Pengukuhan gelar sarjana ini menjadi momentum penting bagi para lulusan sebelum melangkah ke dunia profesional.
Prosesi pengukuhan dipimpin langsung oleh Dekan FEB ITB Nobel Indonesia, Dr. H. Muhammad Idris, S.E., M.Si. Acara tersebut turut disaksikan oleh jajaran pimpinan fakultas, mulai dari Wakil Dekan I Bidang Akademik Karlina Ghazalah Rahman, S.E., M.Ak., Wakil Dekan II Bidang Promosi Dr. H. Yuswari Nur, S.E., M.Si., hingga Ketua Program Studi Manajemen, Muthi Syahidah Arifuddin, S.S., M.Hum.
Dalam sambutannya, Dr. Muhammad Idris menyampaikan apresiasi mendalam atas perjuangan para mahasiswa yang telah berhasil menyelesaikan seluruh rangkaian akademik. “Hari ini saya mengucapkan selamat dan sukses pada anandaku, sehingga pada hari ini saudara berhak menyandang gelar Sarjana Manajemen (S.M.). Tentu untuk sampai di titik ini semua membutuhkan proses dan perjuangan, mulai proses kuliah, magang, KKN, skripsi, dan akhirnya sampai hari ini,” ujar Idris di hadapan para peserta yudisium.

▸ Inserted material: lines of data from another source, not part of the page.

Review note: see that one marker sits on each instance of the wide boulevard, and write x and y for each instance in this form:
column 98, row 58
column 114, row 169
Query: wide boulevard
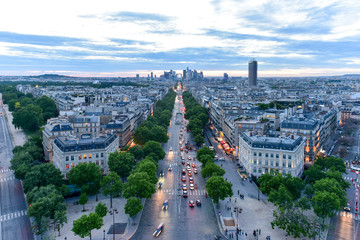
column 14, row 224
column 180, row 220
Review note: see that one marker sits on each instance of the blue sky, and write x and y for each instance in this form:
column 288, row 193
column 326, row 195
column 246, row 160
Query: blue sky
column 123, row 38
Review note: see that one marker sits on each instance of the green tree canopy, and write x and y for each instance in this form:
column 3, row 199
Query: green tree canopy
column 86, row 223
column 121, row 163
column 111, row 186
column 218, row 188
column 42, row 175
column 139, row 185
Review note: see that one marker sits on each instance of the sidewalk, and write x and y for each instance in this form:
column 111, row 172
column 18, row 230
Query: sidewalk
column 74, row 211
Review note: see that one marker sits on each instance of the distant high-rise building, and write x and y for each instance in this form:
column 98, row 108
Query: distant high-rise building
column 252, row 73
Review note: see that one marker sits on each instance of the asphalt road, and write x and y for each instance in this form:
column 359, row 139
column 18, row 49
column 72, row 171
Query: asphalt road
column 180, row 221
column 14, row 224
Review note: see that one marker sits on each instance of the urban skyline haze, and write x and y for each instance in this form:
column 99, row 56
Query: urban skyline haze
column 89, row 38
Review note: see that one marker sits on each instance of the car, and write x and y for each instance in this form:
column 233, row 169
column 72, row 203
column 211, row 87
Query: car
column 347, row 208
column 158, row 230
column 165, row 204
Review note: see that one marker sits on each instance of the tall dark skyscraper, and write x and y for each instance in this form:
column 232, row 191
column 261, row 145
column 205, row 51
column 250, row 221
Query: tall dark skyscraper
column 252, row 73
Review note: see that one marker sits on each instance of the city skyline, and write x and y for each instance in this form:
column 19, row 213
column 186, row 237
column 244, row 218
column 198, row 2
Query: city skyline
column 85, row 38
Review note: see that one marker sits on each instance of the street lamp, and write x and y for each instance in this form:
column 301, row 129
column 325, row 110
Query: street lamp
column 113, row 212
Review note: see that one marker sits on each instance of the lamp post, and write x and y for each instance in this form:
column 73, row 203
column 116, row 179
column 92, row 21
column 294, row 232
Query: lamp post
column 113, row 212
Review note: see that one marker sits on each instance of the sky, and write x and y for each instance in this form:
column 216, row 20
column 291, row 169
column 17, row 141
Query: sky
column 124, row 38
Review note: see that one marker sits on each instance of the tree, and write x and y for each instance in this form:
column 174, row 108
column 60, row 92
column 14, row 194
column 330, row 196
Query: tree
column 137, row 152
column 139, row 185
column 83, row 200
column 133, row 206
column 212, row 169
column 205, row 151
column 101, row 209
column 121, row 163
column 42, row 175
column 86, row 175
column 199, row 140
column 154, row 147
column 86, row 223
column 218, row 188
column 59, row 219
column 29, row 118
column 148, row 166
column 326, row 204
column 111, row 185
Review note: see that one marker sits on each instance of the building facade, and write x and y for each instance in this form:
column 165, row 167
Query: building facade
column 260, row 155
column 69, row 152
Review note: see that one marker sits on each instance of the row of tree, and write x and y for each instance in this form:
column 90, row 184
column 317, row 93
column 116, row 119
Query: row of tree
column 29, row 113
column 323, row 191
column 155, row 127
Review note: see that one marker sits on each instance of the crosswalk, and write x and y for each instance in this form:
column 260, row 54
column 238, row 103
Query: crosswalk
column 175, row 192
column 13, row 215
column 7, row 179
column 346, row 214
column 5, row 170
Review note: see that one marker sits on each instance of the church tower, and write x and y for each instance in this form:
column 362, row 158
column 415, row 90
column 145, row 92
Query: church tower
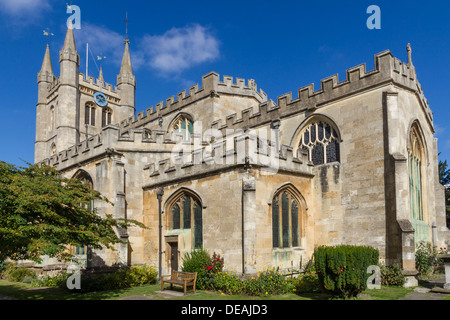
column 43, row 112
column 126, row 84
column 74, row 106
column 68, row 111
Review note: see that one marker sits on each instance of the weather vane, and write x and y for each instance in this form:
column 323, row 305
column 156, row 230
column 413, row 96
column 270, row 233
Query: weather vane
column 101, row 58
column 47, row 33
column 126, row 28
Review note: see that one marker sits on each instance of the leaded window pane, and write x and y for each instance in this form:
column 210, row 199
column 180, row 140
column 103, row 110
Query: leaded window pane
column 187, row 213
column 318, row 154
column 320, row 131
column 313, row 133
column 198, row 225
column 332, row 151
column 295, row 230
column 285, row 219
column 327, row 131
column 176, row 217
column 275, row 223
column 306, row 137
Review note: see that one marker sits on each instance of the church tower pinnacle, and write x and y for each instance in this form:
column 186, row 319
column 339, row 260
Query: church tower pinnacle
column 126, row 82
column 45, row 78
column 68, row 109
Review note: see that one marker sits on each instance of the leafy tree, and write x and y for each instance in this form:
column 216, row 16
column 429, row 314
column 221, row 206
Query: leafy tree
column 444, row 173
column 41, row 213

Lebih lanjut, ia mengingatkan para lulusan bahwa yudisium bukanlah akhir dari perjalanan, melainkan awal dari fase tantangan baru di tengah masyarakat. Menurutnya, para alumni kini memegang tanggung jawab besar untuk membuktikan kualitas ilmu yang telah didapatkan di bangku kuliah. Ia berharap para lulusan dapat menjadi duta almamater yang mampu menunjukkan potensi, kemampuan akademik, serta perilaku yang baik di mana pun mereka berada.
“Perjalanan ini bukan akhir, tapi justru Anda akan memasuki fase baru sebuah tantangan yang harus dibuktikan dengan ilmu yang diperoleh di bangku kuliah. Tunjukkan pada masyarakat di mana pun berada dan jadilah duta ITB Nobel. Tunjukkan kalian punya prestasi, potensi, kemampuan akademik, dan perilaku baik,” sambungnya.

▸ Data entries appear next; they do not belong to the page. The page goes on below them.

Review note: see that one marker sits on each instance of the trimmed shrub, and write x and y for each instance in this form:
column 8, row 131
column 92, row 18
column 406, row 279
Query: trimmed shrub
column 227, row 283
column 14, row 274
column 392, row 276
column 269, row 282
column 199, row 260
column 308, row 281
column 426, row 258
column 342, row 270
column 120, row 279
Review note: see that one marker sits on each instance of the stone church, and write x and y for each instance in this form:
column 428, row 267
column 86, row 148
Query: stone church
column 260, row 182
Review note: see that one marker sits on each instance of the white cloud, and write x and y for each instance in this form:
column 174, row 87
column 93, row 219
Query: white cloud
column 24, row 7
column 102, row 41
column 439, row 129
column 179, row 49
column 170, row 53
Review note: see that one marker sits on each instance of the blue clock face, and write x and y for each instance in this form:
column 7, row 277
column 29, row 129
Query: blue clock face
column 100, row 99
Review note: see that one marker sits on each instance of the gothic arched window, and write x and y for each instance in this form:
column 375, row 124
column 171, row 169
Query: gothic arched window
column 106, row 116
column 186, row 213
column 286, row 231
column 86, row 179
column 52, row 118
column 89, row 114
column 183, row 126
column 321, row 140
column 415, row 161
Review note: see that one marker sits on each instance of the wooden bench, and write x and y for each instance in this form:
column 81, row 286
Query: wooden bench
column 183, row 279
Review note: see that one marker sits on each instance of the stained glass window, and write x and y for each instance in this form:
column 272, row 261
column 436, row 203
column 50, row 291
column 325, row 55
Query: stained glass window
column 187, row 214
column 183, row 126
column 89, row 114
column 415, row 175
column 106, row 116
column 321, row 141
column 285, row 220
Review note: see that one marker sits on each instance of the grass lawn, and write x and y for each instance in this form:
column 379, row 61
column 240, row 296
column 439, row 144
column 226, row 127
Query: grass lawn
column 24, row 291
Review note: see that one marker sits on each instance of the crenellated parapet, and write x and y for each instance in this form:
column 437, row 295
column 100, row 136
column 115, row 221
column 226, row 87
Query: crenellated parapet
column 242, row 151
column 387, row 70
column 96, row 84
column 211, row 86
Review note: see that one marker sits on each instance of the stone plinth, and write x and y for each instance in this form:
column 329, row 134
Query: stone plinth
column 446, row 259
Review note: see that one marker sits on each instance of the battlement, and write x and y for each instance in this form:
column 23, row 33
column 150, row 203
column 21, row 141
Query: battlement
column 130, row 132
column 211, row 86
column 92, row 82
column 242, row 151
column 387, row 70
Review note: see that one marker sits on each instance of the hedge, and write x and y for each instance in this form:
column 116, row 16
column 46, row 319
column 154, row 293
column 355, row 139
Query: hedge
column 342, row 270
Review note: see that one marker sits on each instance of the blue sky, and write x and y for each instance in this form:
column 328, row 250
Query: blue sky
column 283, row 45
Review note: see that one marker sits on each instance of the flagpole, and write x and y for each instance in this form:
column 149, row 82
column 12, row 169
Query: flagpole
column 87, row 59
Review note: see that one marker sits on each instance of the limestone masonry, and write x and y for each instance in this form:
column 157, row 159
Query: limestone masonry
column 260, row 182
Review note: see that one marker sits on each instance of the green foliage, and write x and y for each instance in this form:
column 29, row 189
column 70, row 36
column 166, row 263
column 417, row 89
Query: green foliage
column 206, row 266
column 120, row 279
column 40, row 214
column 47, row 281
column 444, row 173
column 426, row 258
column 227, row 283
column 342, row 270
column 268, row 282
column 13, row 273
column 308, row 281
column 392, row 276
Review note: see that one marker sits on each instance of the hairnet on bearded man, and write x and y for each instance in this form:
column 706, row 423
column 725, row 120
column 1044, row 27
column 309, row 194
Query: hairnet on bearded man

Dr. Muhammad Idris juga menitipkan pesan khusus mengenai pentingnya menjaga nama baik almamater di lingkungan pekerjaan. Ia menekankan bahwa ujian sesungguhnya bagi seorang sarjana adalah ketika berada di tengah masyarakat, di mana kemampuan intelektual harus dibarengi dengan nilai personal atau value yang kuat.

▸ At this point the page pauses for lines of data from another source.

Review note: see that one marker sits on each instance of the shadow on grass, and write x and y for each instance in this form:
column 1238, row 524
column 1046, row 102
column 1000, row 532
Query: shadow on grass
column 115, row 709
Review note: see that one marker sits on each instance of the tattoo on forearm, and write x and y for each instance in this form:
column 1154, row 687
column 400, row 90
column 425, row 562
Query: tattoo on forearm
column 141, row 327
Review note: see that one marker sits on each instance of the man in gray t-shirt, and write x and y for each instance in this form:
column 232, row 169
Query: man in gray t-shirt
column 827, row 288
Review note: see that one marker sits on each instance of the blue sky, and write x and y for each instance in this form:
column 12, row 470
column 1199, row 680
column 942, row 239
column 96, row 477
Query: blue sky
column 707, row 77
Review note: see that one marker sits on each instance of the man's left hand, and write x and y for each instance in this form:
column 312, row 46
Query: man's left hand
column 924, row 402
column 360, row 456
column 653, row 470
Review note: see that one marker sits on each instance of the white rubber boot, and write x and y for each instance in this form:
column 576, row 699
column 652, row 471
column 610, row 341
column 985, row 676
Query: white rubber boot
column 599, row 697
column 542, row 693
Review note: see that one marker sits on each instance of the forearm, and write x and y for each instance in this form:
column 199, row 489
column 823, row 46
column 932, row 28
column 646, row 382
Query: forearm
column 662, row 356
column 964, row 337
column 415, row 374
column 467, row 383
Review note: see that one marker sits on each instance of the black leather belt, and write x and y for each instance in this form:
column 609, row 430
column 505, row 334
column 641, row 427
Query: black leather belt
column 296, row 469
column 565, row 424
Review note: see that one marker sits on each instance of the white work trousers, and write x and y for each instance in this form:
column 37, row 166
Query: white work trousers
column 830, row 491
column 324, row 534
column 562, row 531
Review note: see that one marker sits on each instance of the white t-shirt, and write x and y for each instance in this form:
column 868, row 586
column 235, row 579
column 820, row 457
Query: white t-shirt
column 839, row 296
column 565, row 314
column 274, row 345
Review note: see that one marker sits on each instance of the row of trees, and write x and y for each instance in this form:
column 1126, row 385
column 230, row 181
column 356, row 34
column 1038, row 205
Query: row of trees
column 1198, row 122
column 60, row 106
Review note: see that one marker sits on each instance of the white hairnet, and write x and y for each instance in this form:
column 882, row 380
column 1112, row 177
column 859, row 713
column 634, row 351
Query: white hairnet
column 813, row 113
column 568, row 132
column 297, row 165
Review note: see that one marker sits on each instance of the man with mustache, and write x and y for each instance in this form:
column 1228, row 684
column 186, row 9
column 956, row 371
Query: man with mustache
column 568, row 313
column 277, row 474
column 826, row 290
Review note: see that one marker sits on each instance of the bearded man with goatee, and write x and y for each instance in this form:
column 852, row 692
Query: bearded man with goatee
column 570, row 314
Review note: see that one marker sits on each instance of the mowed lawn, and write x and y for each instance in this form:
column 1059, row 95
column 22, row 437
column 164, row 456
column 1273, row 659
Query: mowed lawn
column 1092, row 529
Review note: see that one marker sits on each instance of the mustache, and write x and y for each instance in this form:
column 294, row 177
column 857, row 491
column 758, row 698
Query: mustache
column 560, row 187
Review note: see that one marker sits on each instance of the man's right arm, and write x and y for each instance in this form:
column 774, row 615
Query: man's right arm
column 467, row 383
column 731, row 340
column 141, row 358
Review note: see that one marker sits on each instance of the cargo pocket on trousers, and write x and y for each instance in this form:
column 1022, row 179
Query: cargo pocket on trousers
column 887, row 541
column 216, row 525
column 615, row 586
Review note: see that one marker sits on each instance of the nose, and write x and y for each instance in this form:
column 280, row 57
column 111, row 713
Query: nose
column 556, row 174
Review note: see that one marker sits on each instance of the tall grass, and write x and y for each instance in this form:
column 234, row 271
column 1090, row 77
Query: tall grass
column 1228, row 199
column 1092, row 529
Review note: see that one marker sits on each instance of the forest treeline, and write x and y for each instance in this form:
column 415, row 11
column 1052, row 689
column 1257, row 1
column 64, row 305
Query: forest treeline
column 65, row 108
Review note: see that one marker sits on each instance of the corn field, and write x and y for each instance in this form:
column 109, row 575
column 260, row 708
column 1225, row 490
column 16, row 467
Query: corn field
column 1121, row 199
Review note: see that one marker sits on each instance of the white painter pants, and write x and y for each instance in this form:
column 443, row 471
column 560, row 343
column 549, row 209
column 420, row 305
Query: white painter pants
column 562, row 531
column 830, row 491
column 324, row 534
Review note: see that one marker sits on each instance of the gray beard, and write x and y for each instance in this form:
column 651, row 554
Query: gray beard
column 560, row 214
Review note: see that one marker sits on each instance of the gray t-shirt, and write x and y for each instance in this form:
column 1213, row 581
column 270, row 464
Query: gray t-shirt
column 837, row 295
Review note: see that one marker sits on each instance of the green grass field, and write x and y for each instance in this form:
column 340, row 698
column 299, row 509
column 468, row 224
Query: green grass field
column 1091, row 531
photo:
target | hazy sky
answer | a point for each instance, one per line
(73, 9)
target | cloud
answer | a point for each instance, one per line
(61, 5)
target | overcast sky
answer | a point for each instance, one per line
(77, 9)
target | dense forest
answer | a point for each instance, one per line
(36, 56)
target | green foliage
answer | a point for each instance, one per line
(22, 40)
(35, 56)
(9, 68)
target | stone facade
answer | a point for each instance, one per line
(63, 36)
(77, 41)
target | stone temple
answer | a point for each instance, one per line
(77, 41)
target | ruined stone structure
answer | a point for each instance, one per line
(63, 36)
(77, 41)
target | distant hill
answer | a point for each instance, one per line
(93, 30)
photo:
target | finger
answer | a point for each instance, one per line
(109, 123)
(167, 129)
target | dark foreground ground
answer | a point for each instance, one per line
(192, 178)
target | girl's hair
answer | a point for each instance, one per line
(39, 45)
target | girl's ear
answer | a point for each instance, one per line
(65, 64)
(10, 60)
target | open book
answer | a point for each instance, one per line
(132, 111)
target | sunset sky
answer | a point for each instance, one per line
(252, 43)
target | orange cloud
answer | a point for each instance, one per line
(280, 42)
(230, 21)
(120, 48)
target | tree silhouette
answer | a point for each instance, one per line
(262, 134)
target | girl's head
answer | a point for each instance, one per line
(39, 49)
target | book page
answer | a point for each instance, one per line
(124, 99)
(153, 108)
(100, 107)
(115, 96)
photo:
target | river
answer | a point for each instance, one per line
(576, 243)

“Jika di kampus itu diuji oleh kami para dosen dan pengelola, di luar nanti kalian akan diuji oleh masyarakat. Seberapa pun kemampuan Anda, kalian harus punya value, nilai personal yang bisa diandalkan. Jadilah contoh dan kebanggaan bahwa Anda punya kapasitas, integritas, dan bisa diandalkan, apalagi sekarang era digital kemampuan penguasaan IT atau teknologi sangat diperlukan,” tutupnya.